Confidence levels seem to be improving among the country’s small and medium-sized enterprises (SMEs), as results of a recent survey point to better prospects for many.
The Bibby Barometer – SME Cash Flow Index Report found that 70.1 per cent of businesses are either somewhat or very confident about their business prospects over the next 12 months. This compares to 23.2 per cent who are either somewhat or very unconfident, while just 6.8 per cent are unsure about what the future might hold.
When asked what the single biggest challenge is that they face, time management was named by SME managers. Just over a third (36.7 per cent) considered this as their number one concern, followed by a slowdown in consumer spending and a rise in competition.
SMEs concerned that there are not enough hours in the day to complete their tasks could find value in investing in small business management software. This is designed to streamline processes and give a better overview of a company’s operations, leaving more time to be spent on other areas of the business.

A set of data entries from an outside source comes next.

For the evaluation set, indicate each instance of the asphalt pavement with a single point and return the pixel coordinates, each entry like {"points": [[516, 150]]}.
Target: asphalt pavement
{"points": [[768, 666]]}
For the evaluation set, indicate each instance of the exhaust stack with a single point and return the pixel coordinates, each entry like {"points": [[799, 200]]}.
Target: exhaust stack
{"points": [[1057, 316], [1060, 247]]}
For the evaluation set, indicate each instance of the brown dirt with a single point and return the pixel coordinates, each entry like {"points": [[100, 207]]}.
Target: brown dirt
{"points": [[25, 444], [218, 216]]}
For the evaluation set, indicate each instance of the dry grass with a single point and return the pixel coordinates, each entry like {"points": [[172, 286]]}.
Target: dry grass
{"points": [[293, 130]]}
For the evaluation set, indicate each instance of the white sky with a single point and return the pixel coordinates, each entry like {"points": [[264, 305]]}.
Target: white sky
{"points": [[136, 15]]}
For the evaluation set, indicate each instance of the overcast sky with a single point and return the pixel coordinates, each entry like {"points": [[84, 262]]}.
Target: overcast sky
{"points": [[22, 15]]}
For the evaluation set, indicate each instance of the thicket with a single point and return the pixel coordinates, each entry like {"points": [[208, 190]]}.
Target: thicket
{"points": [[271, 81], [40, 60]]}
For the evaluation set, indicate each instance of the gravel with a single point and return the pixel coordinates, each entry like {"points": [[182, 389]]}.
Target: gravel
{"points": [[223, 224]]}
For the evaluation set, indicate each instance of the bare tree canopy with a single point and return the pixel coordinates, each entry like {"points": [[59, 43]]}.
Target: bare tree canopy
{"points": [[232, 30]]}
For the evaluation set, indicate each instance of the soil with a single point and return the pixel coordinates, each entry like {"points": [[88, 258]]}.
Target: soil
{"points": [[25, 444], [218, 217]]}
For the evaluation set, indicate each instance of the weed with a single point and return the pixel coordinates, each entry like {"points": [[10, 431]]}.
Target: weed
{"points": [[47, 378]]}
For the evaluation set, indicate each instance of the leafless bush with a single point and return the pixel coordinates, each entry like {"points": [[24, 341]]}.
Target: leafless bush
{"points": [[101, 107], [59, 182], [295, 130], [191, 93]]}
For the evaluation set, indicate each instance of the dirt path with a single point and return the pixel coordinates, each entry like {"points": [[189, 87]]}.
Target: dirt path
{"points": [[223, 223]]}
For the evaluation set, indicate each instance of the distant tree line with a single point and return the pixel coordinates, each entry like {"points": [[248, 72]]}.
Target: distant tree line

Bibby also found that financial concerns are causing problems for firms at the moment. Lower productivity and reduced revenue are two major challenges, although SMEs are nevertheless keen to pay down their existing debts.
One area for improvement is the level of support that companies are receiving from their banks. This reflects the findings of a recent Roy Morgan Research poll, which found that high-value customers are not as satisfied with their banking services as other consumers.
During the six months to April, the group found that banks needed to focus on delivering better value to high-worth customers, as this is identified as the segment with the greatest potential. Smaller market players were found to be delivering better levels of service.